Joey slammed his palm to his mouth, and he swallowed the pill.
He dropped the bottle on the floor.
Charlie White said, ‘Joey, come on.’
Joey reached out an arm the size of a tree limb and nudged his guys aside, one way and the other, making them haul Nice tight against the wall and Bennett tight against the window, elbows around their necks, guns visible now, aimed at me, Browning High Powers from Belgium.
I took my hands out of my pockets.
Joey turned sideways and came through the gap between his guys, one freakish stride, and then he stopped and stood face to face in front of me.
Or face to collar bone. He was six inches taller. And six inches wider. He was all bone and muscle. Not a bodybuilder. Like a regular guy, but a strong one, and all swollen up uniformly, like his house. He smelled of sweat, sharp and acid, and there was a pulse jumping in his neck. All of which hit the ancient parts in the back of my brain, especially the most ancient part of all, which had kept us safe for seven million years, and counting. The flight reflex, and mine was screaming at me to get the hell out of there. But I didn’t. I had no place to go. Wall behind me, wall to the left of me, wall to the right of me, and Joey ahead of me. I looked up into his eyes, and in the recessed shadows I saw one pupil blown the size of a dime, and the other like a pinprick.

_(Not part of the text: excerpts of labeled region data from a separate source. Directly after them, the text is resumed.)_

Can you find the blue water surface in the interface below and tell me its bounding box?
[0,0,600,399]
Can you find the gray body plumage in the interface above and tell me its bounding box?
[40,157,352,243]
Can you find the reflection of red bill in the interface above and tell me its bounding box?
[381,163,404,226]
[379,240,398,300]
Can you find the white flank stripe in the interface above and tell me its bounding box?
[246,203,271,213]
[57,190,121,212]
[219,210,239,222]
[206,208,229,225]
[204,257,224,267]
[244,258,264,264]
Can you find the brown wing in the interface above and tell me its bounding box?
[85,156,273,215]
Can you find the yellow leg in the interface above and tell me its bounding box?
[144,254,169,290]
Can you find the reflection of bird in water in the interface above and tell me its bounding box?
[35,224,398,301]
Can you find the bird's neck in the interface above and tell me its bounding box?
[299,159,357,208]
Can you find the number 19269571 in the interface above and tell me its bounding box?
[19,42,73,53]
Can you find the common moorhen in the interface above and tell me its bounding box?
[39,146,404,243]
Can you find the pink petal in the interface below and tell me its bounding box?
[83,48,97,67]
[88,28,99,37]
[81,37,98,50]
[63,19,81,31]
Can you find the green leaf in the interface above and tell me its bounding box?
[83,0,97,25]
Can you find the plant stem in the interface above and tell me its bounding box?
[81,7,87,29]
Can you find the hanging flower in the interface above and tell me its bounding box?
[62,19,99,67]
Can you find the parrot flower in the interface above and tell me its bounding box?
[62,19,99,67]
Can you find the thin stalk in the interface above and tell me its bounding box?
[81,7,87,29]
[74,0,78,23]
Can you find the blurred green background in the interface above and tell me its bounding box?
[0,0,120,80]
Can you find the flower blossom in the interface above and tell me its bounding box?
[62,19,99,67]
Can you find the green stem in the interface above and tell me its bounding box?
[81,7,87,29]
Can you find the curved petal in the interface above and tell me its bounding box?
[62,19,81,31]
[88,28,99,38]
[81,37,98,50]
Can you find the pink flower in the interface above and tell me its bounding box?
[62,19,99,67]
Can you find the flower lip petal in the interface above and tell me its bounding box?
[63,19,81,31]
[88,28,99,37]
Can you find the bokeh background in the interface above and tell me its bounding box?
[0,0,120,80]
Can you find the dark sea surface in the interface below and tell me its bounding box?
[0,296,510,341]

I said, ‘What else are you taking, Joey?’
He said, ‘Shut up.’
He lifted his hands. His fingers were long and thick. Not like sausages. Wrong description. They were wider than that, and harder. More like soda cans, jointed at the knuckles, with fingertips twice as wide as mine, and nails twice the size.

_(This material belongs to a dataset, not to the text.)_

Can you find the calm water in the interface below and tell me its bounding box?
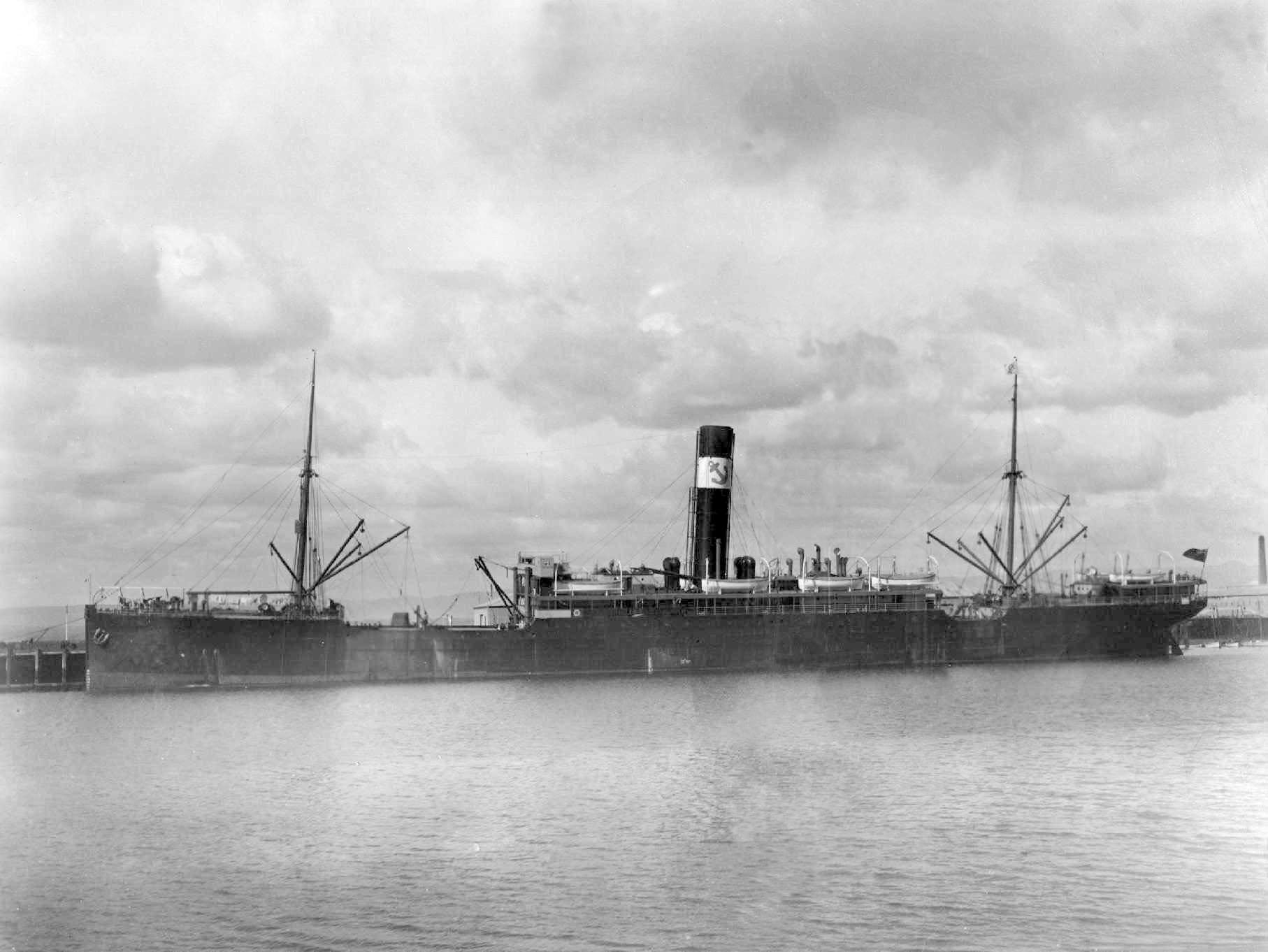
[0,648,1268,952]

He hooked those fingertips into my coat pockets, and wormed them deep, four inches maybe, coming close, breathing on me, and then he jerked back and tore the pockets right off my coat. My gun and my knife spilled out and clattered to the floor. He scraped at them with his feet, and kicked them behind him. Then he turned and stepped back to the door, the same giant stride in reverse.
Charlie White said, ‘Joey, don’t walk away from me.’

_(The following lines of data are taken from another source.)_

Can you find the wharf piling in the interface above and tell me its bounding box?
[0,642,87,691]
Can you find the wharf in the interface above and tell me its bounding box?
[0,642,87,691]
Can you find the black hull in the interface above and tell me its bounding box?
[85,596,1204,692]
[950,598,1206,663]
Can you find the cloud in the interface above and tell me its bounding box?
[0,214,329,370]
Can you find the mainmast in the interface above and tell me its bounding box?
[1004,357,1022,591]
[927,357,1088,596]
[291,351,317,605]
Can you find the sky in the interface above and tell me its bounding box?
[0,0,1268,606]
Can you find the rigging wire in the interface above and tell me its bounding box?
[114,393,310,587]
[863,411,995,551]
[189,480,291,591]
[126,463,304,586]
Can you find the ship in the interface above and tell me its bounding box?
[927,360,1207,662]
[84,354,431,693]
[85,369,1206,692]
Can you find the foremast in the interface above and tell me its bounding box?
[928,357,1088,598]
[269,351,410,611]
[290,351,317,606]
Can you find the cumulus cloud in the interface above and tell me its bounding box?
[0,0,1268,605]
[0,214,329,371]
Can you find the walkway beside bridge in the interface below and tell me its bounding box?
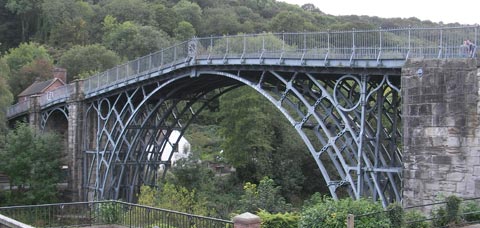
[8,26,479,206]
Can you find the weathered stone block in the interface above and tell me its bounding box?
[402,59,480,205]
[432,155,452,165]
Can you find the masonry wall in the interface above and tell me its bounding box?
[402,59,480,206]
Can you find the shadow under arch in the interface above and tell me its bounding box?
[85,67,401,205]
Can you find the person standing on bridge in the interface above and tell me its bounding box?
[466,39,475,58]
[460,39,470,57]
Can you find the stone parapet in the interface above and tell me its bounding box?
[402,59,480,206]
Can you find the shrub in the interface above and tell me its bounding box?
[432,196,462,227]
[98,202,121,224]
[461,201,480,222]
[404,210,430,228]
[300,198,390,228]
[257,210,300,228]
[387,203,404,228]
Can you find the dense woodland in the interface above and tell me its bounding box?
[0,0,468,221]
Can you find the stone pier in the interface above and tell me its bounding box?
[402,59,480,206]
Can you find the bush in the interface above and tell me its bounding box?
[300,198,390,228]
[387,203,404,228]
[98,202,121,224]
[432,196,462,227]
[461,201,480,222]
[257,210,300,228]
[404,210,430,228]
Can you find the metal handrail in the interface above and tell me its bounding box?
[7,25,479,117]
[84,25,478,94]
[7,99,30,117]
[0,201,233,228]
[39,84,73,108]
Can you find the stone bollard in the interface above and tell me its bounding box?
[233,212,261,228]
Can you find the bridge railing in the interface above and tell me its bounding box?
[39,84,73,108]
[84,26,479,94]
[0,201,233,228]
[7,99,30,117]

Joey shifted his weight, one foot to the other, and the floor creaked, and the balanced flashlight fell over, and shone a rolling beam across our ankles. Charlie White started moving, getting impatient, testing the tape on his wrists. I figured Joey had about a second and a half to make up his mind. Any longer than that, and there was no going back. Bonds of trust would have been destroyed. Suspicions would permanently linger. Charlie would always know it had passed through his subordinate’s mind to do exactly what I had outlined to Bennett.